AI is also redefining how brands approach agencies. Indraneel Gawde, Chief Business Officer at Schbang, explained that brands today expect leaner, more specialised teams. He said, “With AI tools significantly reducing manual effort, the emphasis has shifted to sharper thinking, deeper expertise, and faster decision-making rather than large execution-heavy setups.”

Moreover, basic expectations such as cost efficiency or agility are no longer sufficient. Kedar Kulkarni, SVP – Growth and Strategy at Puretech Digital, said brands now expect independent agencies to bring deep expertise, be part of backend decision-making, and help shape how performance and profitability are defined and measured. 

He highlighted, “We’re no longer just marketing collaborators. Independent agencies are increasingly part of the business decision cycle. There’s also a clearer understanding now that strong independent agencies are challenger partners to traditional mainline models often with more depth, more specialized skill sets, and teams designed for today’s complexity rather than yesterday’s structures.”

Use of AI

Underlying many of these shifts is the rapid operationalisation of AI. AI has moved from experimentation to execution for independent agencies, becoming integral to workflows across creative production, media planning, analytics and optimisation. While automation has improved speed and efficiency, agencies emphasise that strategic thinking, judgement and outcome ownership remain firmly human-led.

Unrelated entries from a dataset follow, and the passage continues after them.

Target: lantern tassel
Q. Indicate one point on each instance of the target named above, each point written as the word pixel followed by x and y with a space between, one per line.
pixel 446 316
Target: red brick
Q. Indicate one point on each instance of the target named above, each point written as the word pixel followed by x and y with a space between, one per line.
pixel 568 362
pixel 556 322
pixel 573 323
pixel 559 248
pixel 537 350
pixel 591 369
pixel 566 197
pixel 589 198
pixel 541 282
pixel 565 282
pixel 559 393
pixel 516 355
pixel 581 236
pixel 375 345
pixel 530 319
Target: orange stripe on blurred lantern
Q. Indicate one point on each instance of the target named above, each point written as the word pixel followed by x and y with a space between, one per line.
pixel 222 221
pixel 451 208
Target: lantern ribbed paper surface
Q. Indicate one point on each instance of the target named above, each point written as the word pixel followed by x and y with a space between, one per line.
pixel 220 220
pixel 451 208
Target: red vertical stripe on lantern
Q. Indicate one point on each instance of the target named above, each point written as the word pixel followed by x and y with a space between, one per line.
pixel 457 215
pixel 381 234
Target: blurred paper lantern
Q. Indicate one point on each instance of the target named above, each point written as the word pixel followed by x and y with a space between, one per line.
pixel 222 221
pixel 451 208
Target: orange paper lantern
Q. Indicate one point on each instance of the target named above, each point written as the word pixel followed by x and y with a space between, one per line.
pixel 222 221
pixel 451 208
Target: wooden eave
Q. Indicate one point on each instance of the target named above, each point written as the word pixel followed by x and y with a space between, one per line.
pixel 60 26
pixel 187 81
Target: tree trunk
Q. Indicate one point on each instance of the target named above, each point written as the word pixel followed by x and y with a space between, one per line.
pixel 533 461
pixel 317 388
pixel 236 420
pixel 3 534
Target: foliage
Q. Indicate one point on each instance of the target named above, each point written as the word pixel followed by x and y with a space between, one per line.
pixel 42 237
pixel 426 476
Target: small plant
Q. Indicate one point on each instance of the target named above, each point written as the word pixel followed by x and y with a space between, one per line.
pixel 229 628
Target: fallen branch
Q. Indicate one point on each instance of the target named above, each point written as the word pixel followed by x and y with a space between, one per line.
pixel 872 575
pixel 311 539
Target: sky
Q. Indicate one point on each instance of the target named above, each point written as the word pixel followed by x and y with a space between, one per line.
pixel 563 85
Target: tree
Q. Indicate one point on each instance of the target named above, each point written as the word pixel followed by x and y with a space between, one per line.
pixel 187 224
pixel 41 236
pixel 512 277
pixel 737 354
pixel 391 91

Across agencies, AI has shifted from a peripheral tool to a core operational layer. Gozoop said AI is embedded across creative, production, planning and even HR and finance, delivering efficiency gains including a roughly 25% rise in revenue per employee despite stable headcount. Schbang said AI now underpins everything from strategy and copy to faster design and video workflows, with its upcoming AI Suite positioned as a central intelligence layer for brand decision-making. Puretech Digital highlighted a deliberate, practical approach, embedding AI into analysis, decision support and automation to improve the speed and quality of decisions rather than replace talent.

At Grapes Worldwide, AI adoption is driven top-down to compress time-to-insight, strengthen planning and automate repetitive tasks, while keeping human judgement central to strategy. LS Digital described itself as a “truly agentic” agency, using AI as an operational backbone to break silos internally and solve business problems externally. Meanwhile, For SoCheers, AI supports faster creative execution and sharper data analysis, but judgement, aesthetics and brand interpretation remain firmly human-led.

As Indian independent digital agencies look beyond 2025, the conversation is shifting away from who is growing to how growth is being sustained. Scale alone is no longer a differentiator. What matters increasingly is the ability to operate with financial discipline, adapt operating models to project-led volatility, integrate AI meaningfully, and stay close to business outcomes rather than campaign outputs.